Hamas, which wants an agreement to end the war and see Israeli forces out of all of the Gaza Strip, says such a condition, among some others, would prevent a deal. Netanyahu says war can only end when Hamas is eradicated.

Polio campaign

The United Nations, in collaboration with the local health authorities, embarked on the third day of a complex campaign to vaccinate around 640,000 children in Gaza against polio.

United Nations Secretary-General Antonio Guterres described pauses in fighting to allow the vaccinations as a "rare ray of hope and humanity in the cascade of horror," his spokesperson said on Tuesday.

"If the parties can act to protect children from a deadly virus...surely they can and must act to protect children and all innocents from the horrors of war," UN spokesperson Stephane Dujarric said.

Rik Peeperkorn, WHO representative for the Occupied Palestinian Territories, told reporters in Geneva that it had vaccinated more than 161,000 children under the age of 10 in the central area in the first two days of its campaign, compared with a projection of around 150,000.

Read: Israel's 'genocidal violence' risks spreading beyond Gaza

"Up until now things are going well," he said. "These humanitarian pauses, up until now they work.
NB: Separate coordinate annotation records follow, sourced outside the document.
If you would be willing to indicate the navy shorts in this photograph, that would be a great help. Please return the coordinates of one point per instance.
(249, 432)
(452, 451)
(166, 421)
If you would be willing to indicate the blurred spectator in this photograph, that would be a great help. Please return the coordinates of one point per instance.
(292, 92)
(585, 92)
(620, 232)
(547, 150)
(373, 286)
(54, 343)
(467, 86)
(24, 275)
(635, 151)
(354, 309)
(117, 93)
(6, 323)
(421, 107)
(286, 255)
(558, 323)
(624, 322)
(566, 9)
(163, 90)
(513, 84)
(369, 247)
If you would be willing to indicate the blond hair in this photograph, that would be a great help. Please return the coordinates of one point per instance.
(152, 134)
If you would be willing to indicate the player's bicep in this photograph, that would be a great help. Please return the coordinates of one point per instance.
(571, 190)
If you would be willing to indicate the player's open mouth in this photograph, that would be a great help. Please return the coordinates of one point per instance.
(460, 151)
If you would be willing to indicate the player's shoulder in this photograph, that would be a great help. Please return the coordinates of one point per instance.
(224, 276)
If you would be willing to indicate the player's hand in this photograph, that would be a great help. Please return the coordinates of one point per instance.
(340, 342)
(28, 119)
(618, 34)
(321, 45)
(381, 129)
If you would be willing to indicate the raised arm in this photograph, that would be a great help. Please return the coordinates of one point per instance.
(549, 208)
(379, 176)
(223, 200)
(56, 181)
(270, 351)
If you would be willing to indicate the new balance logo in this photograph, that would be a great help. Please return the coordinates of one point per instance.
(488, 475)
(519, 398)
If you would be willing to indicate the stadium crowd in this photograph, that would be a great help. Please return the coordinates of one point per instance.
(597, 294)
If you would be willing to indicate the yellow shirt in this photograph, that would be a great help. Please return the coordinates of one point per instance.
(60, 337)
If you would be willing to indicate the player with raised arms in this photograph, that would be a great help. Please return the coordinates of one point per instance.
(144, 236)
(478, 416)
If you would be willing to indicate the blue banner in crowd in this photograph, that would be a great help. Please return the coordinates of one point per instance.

We still have 10 days to go." He said that some children in southern Gaza were thought to be outside the agreed zone for the pauses and that negotiations continued in order to reach them.

Palestinians say a key reason for the return of polio is the collapse of the health system and the destruction of most Gaza hospitals. Israel accuses Hamas of using hospitals for military purposes, which the group denies.

The war in Gaza was triggered by Hamas' Oct. 7 rampage in southern Israel, when its fighters killed 1,200 people and captured more than 250 hostages, according to Israeli tallies.

Since then, more than 40,800 Palestinians have been killed in Gaza, according to the enclave's health ministry.